Sunflower Oven olive foccaccia
Sunflower Oven Olive Foccaccia

In late August 2022, Sunflower Oven opened in a storefront in Belhaven Heights in Jackson. “We had the opportunity to pursue a storefront space, and it turned out to be a great decision,” says Raymond. “We also decided early on to structure the business as a cooperative bakery, which means that everyone who works at the bakery is a part owner. That was something that was really important to us,” he says. “We really value labor, and making sure people have a long-term interest in not only the success of the bakery, but in the success of Jackson.”


Sunflower Oven only bakes sourdough bread. “Any kind of bread can be baked with a sourdough starter,” Raymond explains. “We also made a commitment to only use stone-ground flour. There are more health benefits when all the grains in the flour are accessible. We give priority to the flavor of the grain, from wheat to rye to spelt.” Raymond has also unwittingly become an educator. “It’s been a learning experience for many people who did not grow up eating this kind of bread. When eating Sunflower Ovens bread, people naturally sense that it is going to treat their bodies right.”

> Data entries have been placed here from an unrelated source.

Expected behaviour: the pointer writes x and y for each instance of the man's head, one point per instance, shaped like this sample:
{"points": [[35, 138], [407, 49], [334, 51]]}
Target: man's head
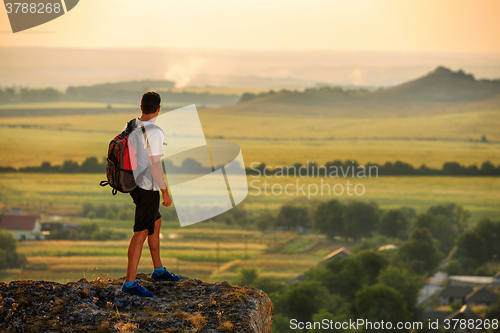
{"points": [[150, 102]]}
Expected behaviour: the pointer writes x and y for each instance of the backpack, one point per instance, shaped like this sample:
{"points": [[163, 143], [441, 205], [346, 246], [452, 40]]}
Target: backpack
{"points": [[122, 161]]}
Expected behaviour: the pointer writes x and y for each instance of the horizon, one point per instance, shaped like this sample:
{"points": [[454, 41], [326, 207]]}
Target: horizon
{"points": [[62, 67]]}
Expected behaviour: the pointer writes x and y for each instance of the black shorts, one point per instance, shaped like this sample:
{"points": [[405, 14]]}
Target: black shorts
{"points": [[147, 209]]}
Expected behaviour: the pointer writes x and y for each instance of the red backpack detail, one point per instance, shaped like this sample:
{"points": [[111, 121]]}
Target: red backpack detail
{"points": [[122, 161]]}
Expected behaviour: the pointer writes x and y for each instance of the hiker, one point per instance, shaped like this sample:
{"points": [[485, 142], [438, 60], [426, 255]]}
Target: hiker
{"points": [[146, 198]]}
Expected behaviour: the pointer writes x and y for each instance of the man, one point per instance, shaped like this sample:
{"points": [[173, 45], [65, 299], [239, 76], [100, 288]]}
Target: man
{"points": [[147, 198]]}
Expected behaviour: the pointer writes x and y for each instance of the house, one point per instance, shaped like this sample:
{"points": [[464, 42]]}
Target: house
{"points": [[473, 281], [452, 294], [482, 296], [339, 253], [464, 313], [23, 227]]}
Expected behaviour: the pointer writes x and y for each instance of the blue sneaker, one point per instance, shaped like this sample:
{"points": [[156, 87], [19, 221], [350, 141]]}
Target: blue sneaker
{"points": [[136, 289], [165, 276]]}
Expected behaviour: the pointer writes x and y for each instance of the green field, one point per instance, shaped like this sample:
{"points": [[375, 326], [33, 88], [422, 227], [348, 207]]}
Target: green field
{"points": [[188, 251], [63, 194], [271, 139]]}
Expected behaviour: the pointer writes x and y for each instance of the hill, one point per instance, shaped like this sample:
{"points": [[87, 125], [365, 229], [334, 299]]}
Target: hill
{"points": [[440, 91], [100, 306]]}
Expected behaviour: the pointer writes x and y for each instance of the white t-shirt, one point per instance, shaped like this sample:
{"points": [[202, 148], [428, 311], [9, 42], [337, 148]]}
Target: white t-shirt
{"points": [[155, 137]]}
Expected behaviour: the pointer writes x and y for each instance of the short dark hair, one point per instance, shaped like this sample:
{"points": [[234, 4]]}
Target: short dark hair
{"points": [[150, 102]]}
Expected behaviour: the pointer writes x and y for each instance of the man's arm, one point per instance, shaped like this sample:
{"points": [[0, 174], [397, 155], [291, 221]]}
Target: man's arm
{"points": [[157, 173]]}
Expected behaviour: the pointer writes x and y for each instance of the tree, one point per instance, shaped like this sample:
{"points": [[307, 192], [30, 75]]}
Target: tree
{"points": [[329, 219], [380, 302], [9, 258], [394, 223], [489, 231], [471, 245], [421, 251], [264, 221], [441, 228], [291, 217], [406, 283], [360, 219], [372, 262]]}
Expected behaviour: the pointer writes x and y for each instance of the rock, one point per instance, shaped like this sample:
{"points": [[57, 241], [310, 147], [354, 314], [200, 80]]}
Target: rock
{"points": [[187, 305]]}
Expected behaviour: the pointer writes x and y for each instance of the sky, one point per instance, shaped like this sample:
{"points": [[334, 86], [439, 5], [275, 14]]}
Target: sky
{"points": [[345, 25]]}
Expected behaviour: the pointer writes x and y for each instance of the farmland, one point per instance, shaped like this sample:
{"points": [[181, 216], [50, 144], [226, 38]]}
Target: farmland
{"points": [[268, 138]]}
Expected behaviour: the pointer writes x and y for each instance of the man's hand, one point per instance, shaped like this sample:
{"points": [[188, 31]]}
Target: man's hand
{"points": [[167, 200]]}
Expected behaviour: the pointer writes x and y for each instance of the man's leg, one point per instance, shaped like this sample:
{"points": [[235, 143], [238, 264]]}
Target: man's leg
{"points": [[134, 253], [154, 245]]}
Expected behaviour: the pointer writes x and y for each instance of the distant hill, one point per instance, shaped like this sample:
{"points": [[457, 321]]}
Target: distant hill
{"points": [[440, 91]]}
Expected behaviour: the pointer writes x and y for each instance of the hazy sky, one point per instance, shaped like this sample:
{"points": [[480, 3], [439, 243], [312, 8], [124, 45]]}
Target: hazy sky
{"points": [[378, 25]]}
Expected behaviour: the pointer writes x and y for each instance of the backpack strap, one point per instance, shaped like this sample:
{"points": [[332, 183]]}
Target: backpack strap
{"points": [[148, 147]]}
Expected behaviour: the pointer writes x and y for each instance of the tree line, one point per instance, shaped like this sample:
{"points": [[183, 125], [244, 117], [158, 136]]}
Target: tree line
{"points": [[122, 92], [377, 282], [335, 169]]}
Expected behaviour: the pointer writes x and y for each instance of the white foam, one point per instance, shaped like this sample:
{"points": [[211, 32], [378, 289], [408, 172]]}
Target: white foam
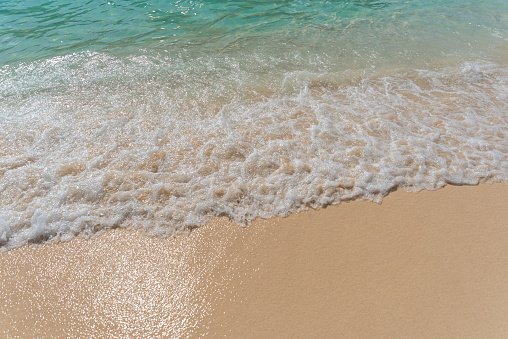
{"points": [[88, 151]]}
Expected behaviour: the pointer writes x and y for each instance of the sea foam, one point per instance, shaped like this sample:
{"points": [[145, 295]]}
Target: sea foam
{"points": [[167, 144]]}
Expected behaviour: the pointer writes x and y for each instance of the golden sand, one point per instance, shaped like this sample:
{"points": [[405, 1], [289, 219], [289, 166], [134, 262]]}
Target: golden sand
{"points": [[429, 264]]}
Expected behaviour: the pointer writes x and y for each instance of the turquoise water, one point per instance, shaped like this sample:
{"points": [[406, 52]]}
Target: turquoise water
{"points": [[161, 114]]}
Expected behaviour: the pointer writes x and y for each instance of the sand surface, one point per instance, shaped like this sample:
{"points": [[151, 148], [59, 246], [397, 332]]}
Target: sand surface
{"points": [[431, 264]]}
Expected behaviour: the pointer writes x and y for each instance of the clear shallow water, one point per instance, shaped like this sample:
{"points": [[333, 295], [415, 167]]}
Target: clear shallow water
{"points": [[161, 114]]}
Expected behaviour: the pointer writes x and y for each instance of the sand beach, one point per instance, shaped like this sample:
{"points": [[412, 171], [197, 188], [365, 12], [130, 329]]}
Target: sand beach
{"points": [[422, 265]]}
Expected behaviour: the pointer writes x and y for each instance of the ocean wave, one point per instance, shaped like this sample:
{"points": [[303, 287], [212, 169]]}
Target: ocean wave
{"points": [[150, 146]]}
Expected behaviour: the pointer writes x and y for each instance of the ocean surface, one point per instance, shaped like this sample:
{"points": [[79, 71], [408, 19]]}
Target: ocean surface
{"points": [[161, 114]]}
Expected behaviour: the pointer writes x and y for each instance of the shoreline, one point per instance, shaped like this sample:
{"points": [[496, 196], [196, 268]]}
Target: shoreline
{"points": [[422, 264]]}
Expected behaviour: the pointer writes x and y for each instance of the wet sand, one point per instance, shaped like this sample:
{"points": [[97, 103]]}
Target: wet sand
{"points": [[428, 264]]}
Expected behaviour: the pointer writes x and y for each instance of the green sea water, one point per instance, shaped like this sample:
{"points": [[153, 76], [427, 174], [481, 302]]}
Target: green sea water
{"points": [[161, 114]]}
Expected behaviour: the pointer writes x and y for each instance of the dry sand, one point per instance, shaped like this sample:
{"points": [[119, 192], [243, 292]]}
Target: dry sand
{"points": [[432, 264]]}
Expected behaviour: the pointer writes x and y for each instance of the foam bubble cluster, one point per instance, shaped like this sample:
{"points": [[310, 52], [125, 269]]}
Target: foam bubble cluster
{"points": [[167, 150]]}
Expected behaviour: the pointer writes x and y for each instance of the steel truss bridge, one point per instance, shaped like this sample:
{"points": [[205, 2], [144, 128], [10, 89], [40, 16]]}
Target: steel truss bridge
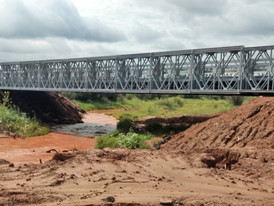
{"points": [[225, 70]]}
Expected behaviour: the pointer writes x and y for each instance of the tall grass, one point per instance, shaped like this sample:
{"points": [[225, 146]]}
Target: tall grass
{"points": [[17, 122], [136, 107], [120, 140]]}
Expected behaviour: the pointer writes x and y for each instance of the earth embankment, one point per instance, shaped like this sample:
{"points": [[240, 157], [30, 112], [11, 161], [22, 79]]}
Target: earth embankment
{"points": [[49, 107]]}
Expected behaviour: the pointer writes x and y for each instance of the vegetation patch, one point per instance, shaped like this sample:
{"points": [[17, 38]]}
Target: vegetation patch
{"points": [[120, 140]]}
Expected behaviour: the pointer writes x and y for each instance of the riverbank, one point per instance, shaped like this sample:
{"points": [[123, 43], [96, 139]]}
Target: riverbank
{"points": [[226, 160], [68, 138]]}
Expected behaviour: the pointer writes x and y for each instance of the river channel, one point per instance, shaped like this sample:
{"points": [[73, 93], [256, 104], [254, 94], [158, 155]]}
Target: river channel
{"points": [[61, 138]]}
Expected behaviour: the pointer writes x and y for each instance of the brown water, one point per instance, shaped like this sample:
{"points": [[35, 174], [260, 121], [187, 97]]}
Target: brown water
{"points": [[64, 137]]}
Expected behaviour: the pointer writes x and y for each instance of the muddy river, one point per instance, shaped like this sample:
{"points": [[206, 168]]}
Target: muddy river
{"points": [[62, 138]]}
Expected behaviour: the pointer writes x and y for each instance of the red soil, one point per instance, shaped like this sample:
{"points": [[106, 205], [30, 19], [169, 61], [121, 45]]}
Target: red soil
{"points": [[33, 149]]}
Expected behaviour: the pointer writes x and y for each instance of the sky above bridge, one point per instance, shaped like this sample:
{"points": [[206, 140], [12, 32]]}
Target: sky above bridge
{"points": [[53, 29]]}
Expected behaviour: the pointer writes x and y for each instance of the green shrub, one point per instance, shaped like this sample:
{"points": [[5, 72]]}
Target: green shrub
{"points": [[154, 127], [237, 100], [130, 140], [106, 141], [124, 125], [133, 141]]}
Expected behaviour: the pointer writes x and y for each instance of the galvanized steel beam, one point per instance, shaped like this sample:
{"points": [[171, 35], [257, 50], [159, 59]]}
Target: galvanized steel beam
{"points": [[225, 70]]}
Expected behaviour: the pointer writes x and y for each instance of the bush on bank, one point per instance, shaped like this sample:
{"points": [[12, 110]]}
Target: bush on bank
{"points": [[120, 140]]}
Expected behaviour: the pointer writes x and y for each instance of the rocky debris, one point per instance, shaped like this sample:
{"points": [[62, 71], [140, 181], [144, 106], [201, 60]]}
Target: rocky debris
{"points": [[49, 107], [4, 162], [62, 156], [248, 129], [165, 140], [218, 158], [166, 201], [109, 199]]}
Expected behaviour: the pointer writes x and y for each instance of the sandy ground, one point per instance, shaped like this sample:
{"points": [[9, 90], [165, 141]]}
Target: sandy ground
{"points": [[34, 149], [205, 165], [140, 177]]}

Raymond says he could have chosen to purchase bread flour from a big producer in bulk, but he approaches flour as many would fresh produce. “We only want to use high quality, nutritious grain, and we use it within three months of being milled.” The flour used at Sunflower Oven comes from Carolina Ground, a small mill in North Carolina. “We wanted to keep it local, or at least Southern. It didn’t make sense to transport flour from across the country.”


Sunflower Oven breakfast sandwich with eggs, bacon and tomato
Sunflower Oven breakfast sandwich

Sunflower Oven also offers breakfast and lunch, and Raymond says most of the ingredients are sourced from farmers they’ve met at the farmers market or in the immediate area. “We focus on using Mississippi products as often as possible.” Menu items center around their breads.

While someone is baking there seven days a week, the bakery is open to the public Sunday through Wednesday from 9 a.m. to 3 p.m. You can also find them on Saturday at the Mississippi Farmers Market on High Street. “We sell wholesale to area restaurants,” says Raymond. “We have had a lot of growth very fast, and we still have a lot of room to grow. It’s encouraging to see how many people are still learning about us.”